I import the out_file to excel to create a chart of the number of files created per day.

Does anyone know a good way of including those days where there were no files created?

Any help greatly appreciated!
 
Here's how I would go about it:
I'd glob (as you do) a list of the files.
Then I'd getctime another list of times corresponding to the creation times of each of those files.
Then I'd make a dictionary of {ctime:filename}'s
Then I'd sort the list of ctimes
Code:
import glob, os, time
startd='e:/python/test/'
dlst=glob.glob(startd+'*.*')
tlst=[os.path.getctime(f) for f in dlst]
d=dict(zip(tlst,dlst))
tlst.sort()
day0=time.strftime('%d',time.localtime(tlst[0]))
dayf=time.strftime('%d',time.localtime(tlst[-1]))
Now I'd create another list of the days I wanted (the simplest way is to work in POSIX as returned by getctime remembering that 1 day=86400 seconds).

_________________
Bob Rashkin
 
Thanks a lot for your help, it has taught me a lot! By the way, I am also a geophysicist, with just over a year of experience.

I have got the script doing what I want, using your method to create a list.

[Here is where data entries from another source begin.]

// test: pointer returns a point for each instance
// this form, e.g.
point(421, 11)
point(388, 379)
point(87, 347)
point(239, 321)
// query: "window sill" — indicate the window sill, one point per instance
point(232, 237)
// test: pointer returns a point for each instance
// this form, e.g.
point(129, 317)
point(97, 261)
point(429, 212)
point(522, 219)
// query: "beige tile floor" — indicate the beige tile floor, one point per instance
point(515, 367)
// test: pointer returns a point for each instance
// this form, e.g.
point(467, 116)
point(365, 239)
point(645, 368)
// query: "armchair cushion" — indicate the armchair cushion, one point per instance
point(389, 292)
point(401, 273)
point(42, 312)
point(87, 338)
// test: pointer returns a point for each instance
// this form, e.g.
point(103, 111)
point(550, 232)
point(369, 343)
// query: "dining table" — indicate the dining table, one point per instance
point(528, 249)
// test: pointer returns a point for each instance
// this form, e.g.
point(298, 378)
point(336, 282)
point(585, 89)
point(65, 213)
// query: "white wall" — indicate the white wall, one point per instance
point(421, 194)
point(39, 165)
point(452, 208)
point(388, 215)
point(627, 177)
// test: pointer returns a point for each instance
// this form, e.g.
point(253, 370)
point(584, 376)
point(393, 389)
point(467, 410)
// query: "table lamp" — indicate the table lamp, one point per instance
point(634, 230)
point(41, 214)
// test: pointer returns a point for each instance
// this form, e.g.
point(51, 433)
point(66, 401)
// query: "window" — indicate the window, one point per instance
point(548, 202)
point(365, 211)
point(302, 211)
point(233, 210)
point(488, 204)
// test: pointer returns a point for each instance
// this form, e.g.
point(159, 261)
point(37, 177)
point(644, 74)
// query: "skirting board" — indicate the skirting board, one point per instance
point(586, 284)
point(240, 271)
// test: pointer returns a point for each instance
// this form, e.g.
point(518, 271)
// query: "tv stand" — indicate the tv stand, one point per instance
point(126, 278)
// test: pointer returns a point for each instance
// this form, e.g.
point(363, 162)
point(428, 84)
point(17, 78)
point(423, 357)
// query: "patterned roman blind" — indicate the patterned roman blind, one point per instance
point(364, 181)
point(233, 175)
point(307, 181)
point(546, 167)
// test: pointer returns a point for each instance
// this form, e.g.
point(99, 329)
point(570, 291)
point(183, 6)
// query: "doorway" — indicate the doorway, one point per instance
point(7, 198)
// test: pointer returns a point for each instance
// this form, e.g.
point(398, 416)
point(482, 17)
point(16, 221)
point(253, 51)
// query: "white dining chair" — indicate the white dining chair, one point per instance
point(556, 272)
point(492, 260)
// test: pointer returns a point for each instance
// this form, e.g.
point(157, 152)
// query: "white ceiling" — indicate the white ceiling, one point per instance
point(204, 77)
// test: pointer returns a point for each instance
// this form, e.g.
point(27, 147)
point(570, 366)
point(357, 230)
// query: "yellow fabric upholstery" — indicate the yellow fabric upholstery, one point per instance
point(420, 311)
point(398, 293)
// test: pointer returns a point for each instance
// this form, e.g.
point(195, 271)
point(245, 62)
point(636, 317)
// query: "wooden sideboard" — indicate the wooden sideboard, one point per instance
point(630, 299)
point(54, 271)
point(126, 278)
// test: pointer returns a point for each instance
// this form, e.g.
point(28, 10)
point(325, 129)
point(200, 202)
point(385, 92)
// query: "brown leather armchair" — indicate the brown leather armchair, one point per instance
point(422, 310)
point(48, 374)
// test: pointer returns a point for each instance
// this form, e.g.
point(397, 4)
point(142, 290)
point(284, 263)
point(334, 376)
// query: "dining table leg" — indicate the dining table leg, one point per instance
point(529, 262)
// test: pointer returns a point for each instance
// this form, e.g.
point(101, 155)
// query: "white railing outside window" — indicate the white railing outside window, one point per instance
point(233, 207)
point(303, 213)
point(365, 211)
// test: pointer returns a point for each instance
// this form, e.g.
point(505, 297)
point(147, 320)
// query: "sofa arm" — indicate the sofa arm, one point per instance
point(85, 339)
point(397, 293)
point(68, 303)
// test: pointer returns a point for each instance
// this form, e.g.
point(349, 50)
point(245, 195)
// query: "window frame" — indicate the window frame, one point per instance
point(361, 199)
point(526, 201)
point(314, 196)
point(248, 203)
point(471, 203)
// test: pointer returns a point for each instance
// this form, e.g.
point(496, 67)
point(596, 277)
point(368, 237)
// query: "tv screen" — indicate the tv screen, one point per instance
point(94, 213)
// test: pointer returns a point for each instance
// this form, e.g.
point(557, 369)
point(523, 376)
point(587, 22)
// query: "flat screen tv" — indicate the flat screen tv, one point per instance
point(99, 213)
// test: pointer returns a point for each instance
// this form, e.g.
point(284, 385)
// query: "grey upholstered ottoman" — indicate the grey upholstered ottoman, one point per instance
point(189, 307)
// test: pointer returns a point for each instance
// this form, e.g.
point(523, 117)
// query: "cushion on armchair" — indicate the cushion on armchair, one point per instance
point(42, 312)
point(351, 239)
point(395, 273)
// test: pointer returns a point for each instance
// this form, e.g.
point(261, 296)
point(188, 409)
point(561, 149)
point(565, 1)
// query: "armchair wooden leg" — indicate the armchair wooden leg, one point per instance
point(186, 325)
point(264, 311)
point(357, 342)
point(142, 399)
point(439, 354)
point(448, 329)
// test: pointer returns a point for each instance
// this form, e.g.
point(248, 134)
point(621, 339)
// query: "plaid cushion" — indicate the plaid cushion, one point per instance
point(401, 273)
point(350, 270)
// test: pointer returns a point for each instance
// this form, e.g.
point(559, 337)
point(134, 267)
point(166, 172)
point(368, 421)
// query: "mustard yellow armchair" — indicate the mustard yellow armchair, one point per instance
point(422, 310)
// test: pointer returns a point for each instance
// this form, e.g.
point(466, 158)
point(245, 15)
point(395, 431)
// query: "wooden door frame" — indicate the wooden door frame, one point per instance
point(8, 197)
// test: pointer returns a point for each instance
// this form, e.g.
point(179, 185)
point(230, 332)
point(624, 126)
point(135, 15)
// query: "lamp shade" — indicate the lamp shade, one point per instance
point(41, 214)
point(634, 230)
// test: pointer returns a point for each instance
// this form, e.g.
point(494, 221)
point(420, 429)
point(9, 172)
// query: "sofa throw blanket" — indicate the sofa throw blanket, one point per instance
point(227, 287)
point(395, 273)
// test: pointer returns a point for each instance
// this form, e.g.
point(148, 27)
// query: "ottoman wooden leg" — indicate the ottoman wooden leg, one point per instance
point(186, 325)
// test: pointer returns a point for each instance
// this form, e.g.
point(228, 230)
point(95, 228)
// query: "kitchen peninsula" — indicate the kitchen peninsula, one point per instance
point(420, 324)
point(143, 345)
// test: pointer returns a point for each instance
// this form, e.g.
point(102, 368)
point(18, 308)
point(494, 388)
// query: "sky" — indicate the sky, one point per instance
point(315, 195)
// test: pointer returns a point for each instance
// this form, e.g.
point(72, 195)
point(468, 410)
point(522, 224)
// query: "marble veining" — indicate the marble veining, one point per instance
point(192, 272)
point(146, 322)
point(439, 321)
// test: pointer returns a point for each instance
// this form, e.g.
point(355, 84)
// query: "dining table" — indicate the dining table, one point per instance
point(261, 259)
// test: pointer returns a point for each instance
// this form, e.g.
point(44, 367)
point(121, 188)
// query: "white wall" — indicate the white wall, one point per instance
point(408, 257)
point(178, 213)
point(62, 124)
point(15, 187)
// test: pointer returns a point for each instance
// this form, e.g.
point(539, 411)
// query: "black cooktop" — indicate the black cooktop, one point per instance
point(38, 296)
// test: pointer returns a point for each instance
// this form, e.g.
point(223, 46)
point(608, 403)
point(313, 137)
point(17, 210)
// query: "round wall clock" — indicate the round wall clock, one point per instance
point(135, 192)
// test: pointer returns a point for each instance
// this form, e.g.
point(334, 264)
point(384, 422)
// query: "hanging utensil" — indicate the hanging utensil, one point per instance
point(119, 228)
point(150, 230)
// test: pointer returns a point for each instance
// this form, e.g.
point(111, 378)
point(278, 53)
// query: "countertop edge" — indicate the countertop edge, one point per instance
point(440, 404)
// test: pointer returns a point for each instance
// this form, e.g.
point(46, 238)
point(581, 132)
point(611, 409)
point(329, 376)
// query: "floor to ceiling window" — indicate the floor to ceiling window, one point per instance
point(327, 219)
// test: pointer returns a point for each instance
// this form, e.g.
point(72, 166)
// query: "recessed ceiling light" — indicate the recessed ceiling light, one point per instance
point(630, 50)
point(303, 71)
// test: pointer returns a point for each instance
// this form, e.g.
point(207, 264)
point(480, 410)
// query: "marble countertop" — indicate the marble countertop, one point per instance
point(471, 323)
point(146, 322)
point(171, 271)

I didn't need to know each file, just the frequency per day so I just made a list of the dates.

Code:
#!usr/bin/env python

import glob, os, datetime
startd='C:\\Computer\\MyPython\\'              
ext = '/*.*'
file_out = open(raw_input('Fileout name : \n'),"w") 

flst=glob.glob(startd+'*.*')
dlst=[datetime.date.fromtimestamp(os.path.getctime(f)) for f in flst]
dlst.sort()
start_date=dlst[0]
end_date=dlst[-1]
print start_date, end_date
from datetime import timedelta
daylst=[start_date+timedelta(n)for n in range((end_date - start_date).days)]
print 'start=%s, end=%s' %(daylst[0], daylst[-1])
d={}
for i in set(daylst):
    d[i]=dlst.count(i)
    print i, d[i]
    file_out.write('%s \t%d \n' % (i,d[i]))
file_out.close()

Many thanks!
Now I can't decide if I should be sorting the list by date in the script or simply in excel where I will make a histogram of it...
Is there an easy way of sorting the daylst by date?

 
daylst.sort() will sort the list in place.